3 Comments on “Jobwechsel: ja oder nein? 12 Tipps für eine Entscheidung ohne Reue”

  1. Wirklich lesenswerter, hintergründiger Artikel!
    1. In meiner langjährigen Beratungspraxis haben sich allerdings Pro-und-Contra-Listen doch bewährt, weil diese den “Arbeitsspeicher” entlasten (Argument, das niedergeschrieben ist, brauche ich nicht mehr im Sinn zu halten), weil sie mit Engvertrauten reflektiert werden können (“Fällt Dir noch was ein? / Was meinst Du?”) und weil sie einen den Wald vor lauter Bäumen sehen lassen (Übersichtlichkeit): 1x oder mehrmals drüber schlafen und jedes Argument (samt Gegenargument, wo vorhanden) 1x täglich durch den Kopf und durch den Bauch gehen lassen, da merkt man sehr schnell, was wirklich sticht und kann hier die Gedanken nochmal intensivieren.

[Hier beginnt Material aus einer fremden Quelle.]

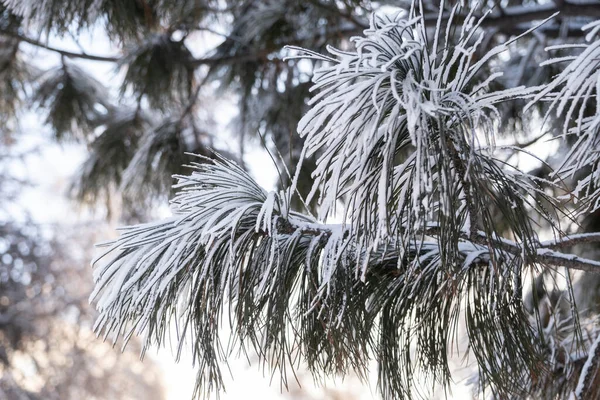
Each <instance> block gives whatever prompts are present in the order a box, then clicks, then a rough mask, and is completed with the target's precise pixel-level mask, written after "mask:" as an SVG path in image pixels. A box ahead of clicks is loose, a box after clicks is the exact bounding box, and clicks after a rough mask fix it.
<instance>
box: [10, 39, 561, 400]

    Nicht zuletzt steht man auch schon mal unter zeitlichem Druck, weil man sich in Kürze für ein “lukratives” Angebot entscheiden muss.
    2. Nach der getroffenen Entscheidung die amerikanische Devise anwenden: Du triffst eine Entscheidung und dann sorgst Du auch dafür, dass es die Richtige wird!
    3. 12 Monate im neuen Job bleiben – kenne zahlreiche Menschen, die nach 6 Monaten am liebsten das Handtuch geschmissen hätten, aber nach 1 Jahr (Anpassungszyklus) waren Sie mega happy.

  2. Es fasziniert mich immer wieder, wenn ich lese, dass es keine richtigen und falschen Entscheidungen gibt. Das umso mehr, als der Titel dieses Blogs „keine Fehler machen“ lautet. Gute und schlechte Entscheidungen gibt es aber. Was macht bitte den Unterschied. Was sind die Kriterien für die Bewertungen „richtig/falsch“ bzw. „gut/schlecht“? Die Zielerreichung oder das kurzfristige Ergebnis meiner Entscheidungen, meine Werte? Was könnte es noch sein?
    Ich frage mich, unter welchen Bedingungen (wann) die Aussage stimmen könnte. Die Betrachtung meiner Entscheidung aus einer großen räumlichen (Wolkenbeamen und merken, dass ich nur ein winziges Staubkorn ohne jede Bedeutung bin) und zeitlichen Entfernung (Rückblick am Ende des Lebens). Auch dann relativiert sich die Bedeutung von einzelnen Entscheidungen. Kurzfristig und aus der Nähe betrachtet scheint mir diese Aussage einfach esoterischer Unsinn zu sein. Ich habe aber auch nichts gegen Esoterik, wenn sie bedeutet, dass ich Teil eines größeren Ganzen bin, Teil der Welt, die ich betrachte und dass dieser Umstand Auswirkungen auf meine Wahrnehmung meiner eigenen Position und der Welt hat. Das im Gegensatz zur Exoterik, was bedeutet, dass ich die Welt, mein Leben und auch meine Möglichkeiten von außen quasi objektiv betrachte.
    Kurzfristig ist jede Entscheidung an ihren Konsequenzen zu messen. Welche betrachte ich? Meine Gewinnmöglichkeiten oder mögliche Verluste? In komplexen, ungewissen Situationen, in denen ich nicht wissen kann, was meine Entscheidung bewirkt, scheint es sinnvoll auf Sicht zu fahren und mich nur für solche Schritte zu entscheiden, deren Konsequenzen ich absehen kann und auch bereit und in der Lage bin zu tragen. Mut sollte kein Kriterium sein. Es macht durchaus Sinn, zu fragen, was mir meine Ängste sagen. Sinn macht auch, die Schritte, für die ich mich entscheiden will, kurz zu halten. Dann können wir auch Fehler machen, aus denen ich lernen kann und die nicht meine gesamte Existenz vernichten oder massiv erschweren. Keine Fehler machen, bedeutet für mich, die besten Möglichkeiten, zu lernen, zu vereiteln und die Aufforderung dazu, macht ganz schön Druck auf mich.